Lote de 155 animais foi embarcado no último domingo (7/5) no aeroporto de Viracopos e outros 162 serão enviados esta semana.
Aos poucos, os touros guzerá de 24 a 36 meses de idade vão ocupando seus lugares na aeronave Boeing 777. O cargueiro não tem assentos. No lugar das poltronas irão 33 baias com quatro a cinco animais cada, totalizando de 155 cabeças de gado cuidadosamente embarcadas com destino ao Senegal. Trata-se de uma primeira remessa de um total de 312 animais adquiridos pelo país africano – a maior exportação via área de machos melhoradores guzerá desde a chegada da raça zebuína indiana ao Brasil, ainda na década de 70.

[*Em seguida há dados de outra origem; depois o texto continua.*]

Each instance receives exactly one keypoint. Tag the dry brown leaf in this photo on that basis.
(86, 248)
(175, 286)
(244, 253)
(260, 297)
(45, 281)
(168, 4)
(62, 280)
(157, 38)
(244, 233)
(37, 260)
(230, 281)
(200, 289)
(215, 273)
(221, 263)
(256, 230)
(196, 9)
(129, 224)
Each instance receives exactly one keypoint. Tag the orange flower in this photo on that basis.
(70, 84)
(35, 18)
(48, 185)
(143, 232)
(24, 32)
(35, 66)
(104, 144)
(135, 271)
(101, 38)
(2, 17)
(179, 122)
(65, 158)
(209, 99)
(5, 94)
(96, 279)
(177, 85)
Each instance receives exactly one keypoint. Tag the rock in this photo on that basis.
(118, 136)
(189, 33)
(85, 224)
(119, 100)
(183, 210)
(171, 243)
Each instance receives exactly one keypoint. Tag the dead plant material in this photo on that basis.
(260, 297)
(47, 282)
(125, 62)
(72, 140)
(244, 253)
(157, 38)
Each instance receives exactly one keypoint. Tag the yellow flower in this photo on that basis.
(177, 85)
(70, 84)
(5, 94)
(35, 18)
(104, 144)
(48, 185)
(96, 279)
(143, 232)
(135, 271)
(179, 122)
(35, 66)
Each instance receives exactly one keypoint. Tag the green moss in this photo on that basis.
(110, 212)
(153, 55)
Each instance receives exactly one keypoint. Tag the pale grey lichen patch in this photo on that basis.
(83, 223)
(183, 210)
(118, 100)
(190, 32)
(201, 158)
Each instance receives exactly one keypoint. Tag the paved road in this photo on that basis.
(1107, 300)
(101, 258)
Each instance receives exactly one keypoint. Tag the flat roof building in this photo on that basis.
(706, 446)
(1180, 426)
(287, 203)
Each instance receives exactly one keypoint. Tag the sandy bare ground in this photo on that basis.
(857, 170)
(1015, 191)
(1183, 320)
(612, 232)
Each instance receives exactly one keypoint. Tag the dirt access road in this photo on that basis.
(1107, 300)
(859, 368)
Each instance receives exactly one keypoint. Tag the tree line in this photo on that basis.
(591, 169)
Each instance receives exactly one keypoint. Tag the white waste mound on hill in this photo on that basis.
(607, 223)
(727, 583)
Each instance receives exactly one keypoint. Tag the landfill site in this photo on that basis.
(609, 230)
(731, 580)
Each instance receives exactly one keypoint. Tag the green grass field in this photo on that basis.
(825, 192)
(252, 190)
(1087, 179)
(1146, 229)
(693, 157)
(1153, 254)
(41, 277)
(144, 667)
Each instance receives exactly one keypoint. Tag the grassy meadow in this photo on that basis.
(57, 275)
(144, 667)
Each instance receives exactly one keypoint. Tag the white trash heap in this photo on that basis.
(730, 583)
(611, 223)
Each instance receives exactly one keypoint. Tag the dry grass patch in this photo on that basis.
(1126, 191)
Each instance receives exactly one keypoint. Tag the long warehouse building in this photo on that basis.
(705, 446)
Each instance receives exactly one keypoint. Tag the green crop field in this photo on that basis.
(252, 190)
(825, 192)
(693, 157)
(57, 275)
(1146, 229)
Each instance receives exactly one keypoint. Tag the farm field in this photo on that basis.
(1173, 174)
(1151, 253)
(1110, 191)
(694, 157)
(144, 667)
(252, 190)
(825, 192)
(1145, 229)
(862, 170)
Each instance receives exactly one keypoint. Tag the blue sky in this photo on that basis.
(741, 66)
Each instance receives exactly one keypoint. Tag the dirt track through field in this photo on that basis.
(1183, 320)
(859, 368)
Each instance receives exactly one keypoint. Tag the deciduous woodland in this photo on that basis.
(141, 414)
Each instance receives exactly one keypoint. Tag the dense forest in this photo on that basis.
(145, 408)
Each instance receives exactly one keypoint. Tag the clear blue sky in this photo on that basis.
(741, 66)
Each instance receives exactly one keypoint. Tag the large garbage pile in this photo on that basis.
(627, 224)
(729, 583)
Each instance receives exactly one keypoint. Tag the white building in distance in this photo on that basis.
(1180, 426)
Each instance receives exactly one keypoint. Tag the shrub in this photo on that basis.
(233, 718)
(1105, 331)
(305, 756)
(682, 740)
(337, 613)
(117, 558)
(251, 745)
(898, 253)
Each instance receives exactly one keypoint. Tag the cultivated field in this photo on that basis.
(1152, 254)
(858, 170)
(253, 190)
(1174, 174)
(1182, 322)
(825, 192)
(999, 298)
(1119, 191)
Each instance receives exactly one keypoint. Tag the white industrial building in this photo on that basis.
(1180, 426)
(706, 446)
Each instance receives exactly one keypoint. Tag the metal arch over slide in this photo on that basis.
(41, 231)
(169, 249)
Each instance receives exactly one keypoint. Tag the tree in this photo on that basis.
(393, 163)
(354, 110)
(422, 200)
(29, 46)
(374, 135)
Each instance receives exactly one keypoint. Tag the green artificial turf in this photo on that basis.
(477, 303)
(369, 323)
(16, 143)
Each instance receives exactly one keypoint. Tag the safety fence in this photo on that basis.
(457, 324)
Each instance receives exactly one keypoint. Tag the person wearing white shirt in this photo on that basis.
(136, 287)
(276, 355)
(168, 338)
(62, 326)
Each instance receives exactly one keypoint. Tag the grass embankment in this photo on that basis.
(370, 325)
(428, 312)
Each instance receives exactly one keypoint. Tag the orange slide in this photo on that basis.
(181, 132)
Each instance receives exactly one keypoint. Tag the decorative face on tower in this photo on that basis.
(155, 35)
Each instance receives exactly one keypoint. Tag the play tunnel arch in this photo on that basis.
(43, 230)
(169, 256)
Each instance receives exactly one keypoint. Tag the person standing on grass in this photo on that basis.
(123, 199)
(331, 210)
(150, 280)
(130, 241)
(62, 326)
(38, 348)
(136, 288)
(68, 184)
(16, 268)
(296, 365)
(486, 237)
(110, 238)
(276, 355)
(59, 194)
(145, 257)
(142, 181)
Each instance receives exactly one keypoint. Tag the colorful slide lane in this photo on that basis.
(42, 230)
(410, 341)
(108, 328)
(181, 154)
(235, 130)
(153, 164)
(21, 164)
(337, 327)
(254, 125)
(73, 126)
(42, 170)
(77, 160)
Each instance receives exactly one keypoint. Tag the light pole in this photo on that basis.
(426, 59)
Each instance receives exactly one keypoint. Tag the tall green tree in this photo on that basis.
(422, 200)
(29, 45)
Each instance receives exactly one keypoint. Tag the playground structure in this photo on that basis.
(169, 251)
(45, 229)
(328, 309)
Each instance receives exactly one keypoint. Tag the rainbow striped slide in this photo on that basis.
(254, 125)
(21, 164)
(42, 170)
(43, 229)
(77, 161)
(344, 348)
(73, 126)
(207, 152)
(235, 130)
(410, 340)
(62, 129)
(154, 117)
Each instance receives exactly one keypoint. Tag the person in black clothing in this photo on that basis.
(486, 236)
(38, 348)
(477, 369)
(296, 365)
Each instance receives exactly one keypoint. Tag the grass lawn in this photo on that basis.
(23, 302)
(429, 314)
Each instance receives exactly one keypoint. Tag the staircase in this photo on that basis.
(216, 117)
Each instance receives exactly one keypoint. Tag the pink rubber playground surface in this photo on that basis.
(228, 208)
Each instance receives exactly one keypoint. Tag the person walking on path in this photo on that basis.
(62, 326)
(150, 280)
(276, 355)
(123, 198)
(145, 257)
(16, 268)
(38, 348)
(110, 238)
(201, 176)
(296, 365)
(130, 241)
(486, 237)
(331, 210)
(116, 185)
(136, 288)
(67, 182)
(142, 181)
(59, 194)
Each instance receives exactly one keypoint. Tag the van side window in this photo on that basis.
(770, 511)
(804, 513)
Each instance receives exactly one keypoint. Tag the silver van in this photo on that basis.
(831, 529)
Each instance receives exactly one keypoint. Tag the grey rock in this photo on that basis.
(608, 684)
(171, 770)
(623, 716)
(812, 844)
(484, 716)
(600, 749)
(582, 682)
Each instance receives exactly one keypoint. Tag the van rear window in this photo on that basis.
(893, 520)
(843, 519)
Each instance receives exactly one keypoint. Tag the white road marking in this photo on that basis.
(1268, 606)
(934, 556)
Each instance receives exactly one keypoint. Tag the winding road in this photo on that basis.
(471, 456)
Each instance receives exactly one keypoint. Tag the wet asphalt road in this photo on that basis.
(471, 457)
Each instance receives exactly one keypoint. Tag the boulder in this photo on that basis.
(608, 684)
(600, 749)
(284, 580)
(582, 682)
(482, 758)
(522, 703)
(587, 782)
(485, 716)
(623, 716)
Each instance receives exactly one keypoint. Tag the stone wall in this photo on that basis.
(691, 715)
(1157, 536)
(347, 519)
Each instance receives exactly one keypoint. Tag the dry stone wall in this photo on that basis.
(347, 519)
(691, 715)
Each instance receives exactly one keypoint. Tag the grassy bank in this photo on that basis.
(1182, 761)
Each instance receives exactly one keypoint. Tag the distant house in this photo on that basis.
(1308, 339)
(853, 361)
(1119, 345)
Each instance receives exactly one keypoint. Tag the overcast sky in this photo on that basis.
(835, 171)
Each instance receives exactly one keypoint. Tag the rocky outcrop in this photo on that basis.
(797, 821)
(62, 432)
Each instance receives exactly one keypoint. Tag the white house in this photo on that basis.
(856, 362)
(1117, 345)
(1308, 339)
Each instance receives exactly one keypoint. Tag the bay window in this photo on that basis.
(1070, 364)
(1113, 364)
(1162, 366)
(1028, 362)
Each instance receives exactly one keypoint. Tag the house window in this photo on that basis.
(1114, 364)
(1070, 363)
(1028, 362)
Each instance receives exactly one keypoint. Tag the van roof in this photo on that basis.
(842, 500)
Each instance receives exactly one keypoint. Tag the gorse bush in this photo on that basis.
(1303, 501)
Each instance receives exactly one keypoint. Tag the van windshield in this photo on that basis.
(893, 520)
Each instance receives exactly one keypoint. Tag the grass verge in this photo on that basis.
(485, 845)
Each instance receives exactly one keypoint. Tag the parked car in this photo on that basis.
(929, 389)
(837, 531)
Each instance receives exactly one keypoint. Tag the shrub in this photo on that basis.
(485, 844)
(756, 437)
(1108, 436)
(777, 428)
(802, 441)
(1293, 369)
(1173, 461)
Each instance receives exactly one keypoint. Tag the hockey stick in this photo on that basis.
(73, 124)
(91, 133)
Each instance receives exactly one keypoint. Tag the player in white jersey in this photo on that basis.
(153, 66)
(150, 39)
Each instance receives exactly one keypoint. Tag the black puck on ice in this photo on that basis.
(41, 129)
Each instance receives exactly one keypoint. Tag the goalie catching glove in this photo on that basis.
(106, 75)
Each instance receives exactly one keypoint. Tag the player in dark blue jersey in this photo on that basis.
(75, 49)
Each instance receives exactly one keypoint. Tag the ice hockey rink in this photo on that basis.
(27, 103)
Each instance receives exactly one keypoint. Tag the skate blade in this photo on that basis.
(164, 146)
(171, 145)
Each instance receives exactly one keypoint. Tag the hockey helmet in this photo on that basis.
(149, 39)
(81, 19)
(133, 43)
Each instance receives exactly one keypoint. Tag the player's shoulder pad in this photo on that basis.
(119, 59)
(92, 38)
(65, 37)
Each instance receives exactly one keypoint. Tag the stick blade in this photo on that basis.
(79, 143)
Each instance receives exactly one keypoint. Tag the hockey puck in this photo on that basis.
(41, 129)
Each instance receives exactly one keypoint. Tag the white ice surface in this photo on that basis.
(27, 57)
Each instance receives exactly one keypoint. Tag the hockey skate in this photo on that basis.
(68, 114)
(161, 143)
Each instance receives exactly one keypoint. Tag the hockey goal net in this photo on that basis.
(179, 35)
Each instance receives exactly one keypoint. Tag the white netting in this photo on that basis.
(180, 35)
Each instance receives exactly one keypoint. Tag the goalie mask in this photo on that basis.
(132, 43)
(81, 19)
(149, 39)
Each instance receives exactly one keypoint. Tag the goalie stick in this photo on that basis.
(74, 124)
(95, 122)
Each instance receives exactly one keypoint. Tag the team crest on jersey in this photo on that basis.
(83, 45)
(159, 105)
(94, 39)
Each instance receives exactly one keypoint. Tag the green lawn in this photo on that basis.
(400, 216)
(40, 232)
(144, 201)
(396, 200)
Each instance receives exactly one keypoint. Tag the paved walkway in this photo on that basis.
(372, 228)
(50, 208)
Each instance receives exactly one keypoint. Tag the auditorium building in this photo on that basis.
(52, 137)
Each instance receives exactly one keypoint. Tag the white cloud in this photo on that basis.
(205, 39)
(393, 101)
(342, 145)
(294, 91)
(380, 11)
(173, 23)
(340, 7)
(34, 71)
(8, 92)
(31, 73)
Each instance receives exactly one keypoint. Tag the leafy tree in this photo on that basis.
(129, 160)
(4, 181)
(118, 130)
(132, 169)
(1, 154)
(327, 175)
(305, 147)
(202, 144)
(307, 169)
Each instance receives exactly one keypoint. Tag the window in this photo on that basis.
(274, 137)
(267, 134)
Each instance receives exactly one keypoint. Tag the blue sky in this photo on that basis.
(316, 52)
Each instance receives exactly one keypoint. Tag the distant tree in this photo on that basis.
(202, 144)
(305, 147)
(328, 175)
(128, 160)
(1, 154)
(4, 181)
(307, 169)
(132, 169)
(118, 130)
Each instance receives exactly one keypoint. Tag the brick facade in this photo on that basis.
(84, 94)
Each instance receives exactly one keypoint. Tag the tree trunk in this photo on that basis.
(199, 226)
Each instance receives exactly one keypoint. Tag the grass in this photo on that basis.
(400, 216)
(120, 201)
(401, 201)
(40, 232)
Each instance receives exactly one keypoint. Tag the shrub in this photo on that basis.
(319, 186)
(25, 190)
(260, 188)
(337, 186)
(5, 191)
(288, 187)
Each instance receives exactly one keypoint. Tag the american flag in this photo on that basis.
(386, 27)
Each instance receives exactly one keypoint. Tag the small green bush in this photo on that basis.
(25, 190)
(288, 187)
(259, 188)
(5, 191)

“Ninguém nunca reuniu tantos touros guzerá, principalmente PO, que é puro de origem, registrado, e para melhoria genética, de reprodução”, conta, orgulhoso, diretor-presidente da GBC Internacional, Cristiano Lima. Há 23 anos no mercado, a empresa é pioneira no envio de animais por via aérea para o oeste da África, atendendo desde 2015 a um programa do governo senegalês para melhoramento do rebanho local.
Originário de áreas desérticas da Índia, o guzerá é uma raça extremamente rústica, resistente e com uma excelente conversão alimentar. Foi o primeiro zebuíno a ser introduzido no Brasil e, devido a sua aptidão tanto para corte quanto para leite, é bastante demandado para melhoramento genético de rebanhos, dando origem a raças como o guzolando (quando cruzado com raças holandesas para produção de leite) e do guzonel (cruzamento com nelore, para produção de carne).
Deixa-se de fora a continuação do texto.